Quando mais novo, ainda num tempo que Noélia (de Chico de Celina) estava entre nós e mantinha um bar na atual praça do Banese, nos dias de feira a vaqueirama se reunia a tomar pinga e cerveja e aboiar. Cada toada e todo o sertão abria suas porteiras. Sentia-se o cheiro de gado, do cavalo corredor, da pele de sol lanhada de espinho, de um tempo já muito ido e de saudade.

O Bar de Noélia era famoso demais. A própria Noélia uma sertaneja digna das melhores e mais profundas recordações. Mulher digna, trabalhadora, bonita na feição e no coração. Depois do comprido balcão, o freezer, os copos e as bebidas. Mais adentro, na cozinha, o preparo de verdadeiras delícias sertanejas. Carne nova, muita, cheirosa, abrindo o apetite de quem ali adentrasse em busca de uma dose ou de uma geladinha. Num canto de balcão aquilo que mais fama trazia à dona do bar: os doces deliciosos, principalmente o de leite com bolas.

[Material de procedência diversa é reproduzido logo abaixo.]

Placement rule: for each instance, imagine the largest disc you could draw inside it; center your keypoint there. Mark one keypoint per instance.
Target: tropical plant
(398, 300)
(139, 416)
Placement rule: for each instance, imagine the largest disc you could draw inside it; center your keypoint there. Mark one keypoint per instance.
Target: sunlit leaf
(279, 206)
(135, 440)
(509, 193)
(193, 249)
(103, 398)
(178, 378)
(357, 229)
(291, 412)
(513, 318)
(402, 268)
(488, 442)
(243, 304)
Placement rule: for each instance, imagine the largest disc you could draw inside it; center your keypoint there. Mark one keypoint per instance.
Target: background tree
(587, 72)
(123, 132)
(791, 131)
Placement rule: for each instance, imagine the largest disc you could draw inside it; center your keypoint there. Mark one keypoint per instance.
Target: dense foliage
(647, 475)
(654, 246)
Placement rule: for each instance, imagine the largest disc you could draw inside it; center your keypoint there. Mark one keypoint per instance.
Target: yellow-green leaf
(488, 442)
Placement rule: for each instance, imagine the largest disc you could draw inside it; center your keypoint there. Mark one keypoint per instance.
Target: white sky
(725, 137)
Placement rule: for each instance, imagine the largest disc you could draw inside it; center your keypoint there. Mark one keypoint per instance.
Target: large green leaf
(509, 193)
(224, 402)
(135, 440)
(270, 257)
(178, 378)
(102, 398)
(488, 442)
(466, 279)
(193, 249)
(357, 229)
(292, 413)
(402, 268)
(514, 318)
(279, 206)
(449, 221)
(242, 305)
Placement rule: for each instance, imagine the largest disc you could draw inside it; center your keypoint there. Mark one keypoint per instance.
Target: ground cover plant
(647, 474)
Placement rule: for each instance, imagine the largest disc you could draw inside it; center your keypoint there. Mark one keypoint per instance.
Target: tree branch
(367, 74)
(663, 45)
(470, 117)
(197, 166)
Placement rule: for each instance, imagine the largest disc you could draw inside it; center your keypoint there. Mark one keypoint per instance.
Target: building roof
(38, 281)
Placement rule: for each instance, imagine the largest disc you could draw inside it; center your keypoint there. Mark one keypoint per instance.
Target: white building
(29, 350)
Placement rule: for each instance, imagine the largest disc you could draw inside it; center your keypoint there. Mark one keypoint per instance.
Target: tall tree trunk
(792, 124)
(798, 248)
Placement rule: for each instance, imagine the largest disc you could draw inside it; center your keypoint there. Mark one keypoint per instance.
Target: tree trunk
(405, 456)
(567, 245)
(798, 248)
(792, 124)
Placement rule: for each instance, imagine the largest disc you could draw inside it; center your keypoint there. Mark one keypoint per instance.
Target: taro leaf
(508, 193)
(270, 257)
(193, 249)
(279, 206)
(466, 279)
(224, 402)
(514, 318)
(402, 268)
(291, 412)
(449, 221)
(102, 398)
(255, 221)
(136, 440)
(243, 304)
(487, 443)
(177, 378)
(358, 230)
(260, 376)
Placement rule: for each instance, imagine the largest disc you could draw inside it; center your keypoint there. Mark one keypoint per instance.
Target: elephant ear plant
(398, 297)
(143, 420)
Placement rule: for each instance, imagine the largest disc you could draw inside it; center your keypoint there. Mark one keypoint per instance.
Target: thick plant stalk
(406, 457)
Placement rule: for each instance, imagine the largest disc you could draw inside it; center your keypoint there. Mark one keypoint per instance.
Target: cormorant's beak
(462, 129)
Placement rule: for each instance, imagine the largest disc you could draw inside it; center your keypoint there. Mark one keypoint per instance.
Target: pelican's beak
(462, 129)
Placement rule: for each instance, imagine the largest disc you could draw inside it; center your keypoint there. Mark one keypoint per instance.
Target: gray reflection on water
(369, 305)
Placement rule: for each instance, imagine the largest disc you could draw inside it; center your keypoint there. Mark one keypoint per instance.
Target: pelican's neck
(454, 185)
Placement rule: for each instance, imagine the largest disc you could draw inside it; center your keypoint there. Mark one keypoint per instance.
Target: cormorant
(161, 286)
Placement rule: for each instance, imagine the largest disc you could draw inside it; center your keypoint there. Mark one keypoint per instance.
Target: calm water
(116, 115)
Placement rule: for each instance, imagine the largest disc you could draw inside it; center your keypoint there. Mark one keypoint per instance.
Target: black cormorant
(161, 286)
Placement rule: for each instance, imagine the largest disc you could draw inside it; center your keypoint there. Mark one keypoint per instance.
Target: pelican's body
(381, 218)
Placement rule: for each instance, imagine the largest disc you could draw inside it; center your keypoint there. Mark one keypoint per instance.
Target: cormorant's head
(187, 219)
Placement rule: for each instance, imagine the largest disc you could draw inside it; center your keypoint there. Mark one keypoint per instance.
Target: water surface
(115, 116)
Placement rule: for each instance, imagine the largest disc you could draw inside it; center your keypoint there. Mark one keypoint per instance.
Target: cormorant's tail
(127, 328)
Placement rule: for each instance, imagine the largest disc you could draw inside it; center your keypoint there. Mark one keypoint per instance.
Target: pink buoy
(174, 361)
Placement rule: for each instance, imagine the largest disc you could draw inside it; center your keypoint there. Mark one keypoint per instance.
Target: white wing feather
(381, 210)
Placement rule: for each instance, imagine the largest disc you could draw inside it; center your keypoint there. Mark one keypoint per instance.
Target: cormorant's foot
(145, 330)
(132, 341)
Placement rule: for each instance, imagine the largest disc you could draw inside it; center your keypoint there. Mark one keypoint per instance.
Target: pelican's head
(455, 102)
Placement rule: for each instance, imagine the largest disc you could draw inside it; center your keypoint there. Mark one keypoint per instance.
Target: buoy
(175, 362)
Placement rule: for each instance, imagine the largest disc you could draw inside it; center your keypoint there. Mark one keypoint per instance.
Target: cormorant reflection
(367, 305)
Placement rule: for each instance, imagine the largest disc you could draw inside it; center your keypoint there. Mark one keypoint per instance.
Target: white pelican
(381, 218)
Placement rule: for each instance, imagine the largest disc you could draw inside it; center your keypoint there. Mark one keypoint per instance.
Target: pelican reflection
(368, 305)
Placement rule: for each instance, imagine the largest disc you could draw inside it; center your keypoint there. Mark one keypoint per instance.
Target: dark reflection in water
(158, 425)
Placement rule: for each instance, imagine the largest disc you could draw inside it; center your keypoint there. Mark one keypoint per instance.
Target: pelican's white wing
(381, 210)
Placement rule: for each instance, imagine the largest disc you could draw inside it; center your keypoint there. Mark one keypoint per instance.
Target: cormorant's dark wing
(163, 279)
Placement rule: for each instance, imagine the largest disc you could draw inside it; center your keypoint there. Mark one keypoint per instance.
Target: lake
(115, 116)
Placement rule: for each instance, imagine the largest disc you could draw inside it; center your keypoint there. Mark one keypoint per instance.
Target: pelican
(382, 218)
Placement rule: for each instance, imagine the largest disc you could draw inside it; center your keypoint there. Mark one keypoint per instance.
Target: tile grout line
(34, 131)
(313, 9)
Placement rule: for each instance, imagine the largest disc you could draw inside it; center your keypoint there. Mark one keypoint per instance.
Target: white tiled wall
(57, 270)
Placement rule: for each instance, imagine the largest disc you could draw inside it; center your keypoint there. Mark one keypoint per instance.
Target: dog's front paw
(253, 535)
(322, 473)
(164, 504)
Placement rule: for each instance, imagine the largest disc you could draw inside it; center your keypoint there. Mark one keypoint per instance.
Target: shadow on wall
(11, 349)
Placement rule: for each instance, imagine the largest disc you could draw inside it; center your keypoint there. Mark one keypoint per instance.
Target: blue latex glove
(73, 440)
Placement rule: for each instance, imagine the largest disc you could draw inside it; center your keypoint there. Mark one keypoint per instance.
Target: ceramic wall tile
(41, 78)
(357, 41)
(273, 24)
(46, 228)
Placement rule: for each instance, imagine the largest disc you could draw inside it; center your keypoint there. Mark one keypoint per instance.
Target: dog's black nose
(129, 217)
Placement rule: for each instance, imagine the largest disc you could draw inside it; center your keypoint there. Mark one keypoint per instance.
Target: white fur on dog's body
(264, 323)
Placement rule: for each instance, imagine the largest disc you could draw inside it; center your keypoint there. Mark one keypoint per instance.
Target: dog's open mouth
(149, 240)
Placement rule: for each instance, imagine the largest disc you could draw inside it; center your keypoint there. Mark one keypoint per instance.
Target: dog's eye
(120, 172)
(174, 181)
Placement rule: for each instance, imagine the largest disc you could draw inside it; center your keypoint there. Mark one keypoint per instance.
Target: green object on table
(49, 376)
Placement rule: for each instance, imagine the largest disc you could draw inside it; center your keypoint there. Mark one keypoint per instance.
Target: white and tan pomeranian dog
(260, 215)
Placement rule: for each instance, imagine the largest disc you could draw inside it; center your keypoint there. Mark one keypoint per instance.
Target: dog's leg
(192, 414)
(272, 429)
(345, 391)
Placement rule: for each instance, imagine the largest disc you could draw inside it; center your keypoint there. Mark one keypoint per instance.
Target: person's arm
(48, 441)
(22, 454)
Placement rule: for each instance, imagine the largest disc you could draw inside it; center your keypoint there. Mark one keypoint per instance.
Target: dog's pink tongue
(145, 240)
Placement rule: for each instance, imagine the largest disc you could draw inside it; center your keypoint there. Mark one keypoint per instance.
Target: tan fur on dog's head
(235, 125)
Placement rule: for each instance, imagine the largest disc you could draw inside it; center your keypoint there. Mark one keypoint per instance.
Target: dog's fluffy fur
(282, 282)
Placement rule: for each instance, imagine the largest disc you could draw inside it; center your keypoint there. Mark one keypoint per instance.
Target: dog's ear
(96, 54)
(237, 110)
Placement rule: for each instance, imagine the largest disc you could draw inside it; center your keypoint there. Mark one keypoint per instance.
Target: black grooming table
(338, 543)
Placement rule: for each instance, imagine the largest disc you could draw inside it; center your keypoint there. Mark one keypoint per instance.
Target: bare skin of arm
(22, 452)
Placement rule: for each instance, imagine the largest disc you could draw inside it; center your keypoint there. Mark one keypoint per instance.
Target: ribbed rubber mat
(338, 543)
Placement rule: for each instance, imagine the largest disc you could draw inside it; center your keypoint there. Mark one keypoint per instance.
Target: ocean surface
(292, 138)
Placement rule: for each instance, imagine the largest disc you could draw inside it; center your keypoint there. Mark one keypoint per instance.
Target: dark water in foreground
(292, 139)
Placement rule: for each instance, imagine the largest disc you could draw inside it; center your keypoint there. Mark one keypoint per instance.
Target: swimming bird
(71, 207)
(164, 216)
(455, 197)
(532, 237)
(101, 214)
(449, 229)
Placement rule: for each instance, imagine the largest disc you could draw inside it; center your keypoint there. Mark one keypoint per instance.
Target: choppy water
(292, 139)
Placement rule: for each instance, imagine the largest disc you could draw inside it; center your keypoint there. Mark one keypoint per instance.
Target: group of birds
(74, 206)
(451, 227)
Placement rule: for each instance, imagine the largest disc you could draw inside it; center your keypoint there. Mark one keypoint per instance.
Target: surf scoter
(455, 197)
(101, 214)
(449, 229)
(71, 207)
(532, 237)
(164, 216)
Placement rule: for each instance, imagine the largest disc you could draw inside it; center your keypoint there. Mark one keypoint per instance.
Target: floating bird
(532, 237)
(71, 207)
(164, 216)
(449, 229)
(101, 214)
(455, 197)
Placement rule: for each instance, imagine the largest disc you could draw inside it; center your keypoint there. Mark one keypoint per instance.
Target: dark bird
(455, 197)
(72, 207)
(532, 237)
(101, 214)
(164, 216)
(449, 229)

Noélia partiu repentinamente. Meu pai Alcino era prefeito à época e estava em Aracaju quando soube da notícia. Ao lado dele eu estava e senti o peso da comoção. Era muito amiga, fiel confidente, pessoa que ele confiava e gostava demais. Mesmo rapazote, eu mesmo passei a nutrir admiração especial por aquela mulher que não largava de um sorriso perante um amigo ou aquele que chegasse na sua venda. Saudades ainda, Noélia. Saudades.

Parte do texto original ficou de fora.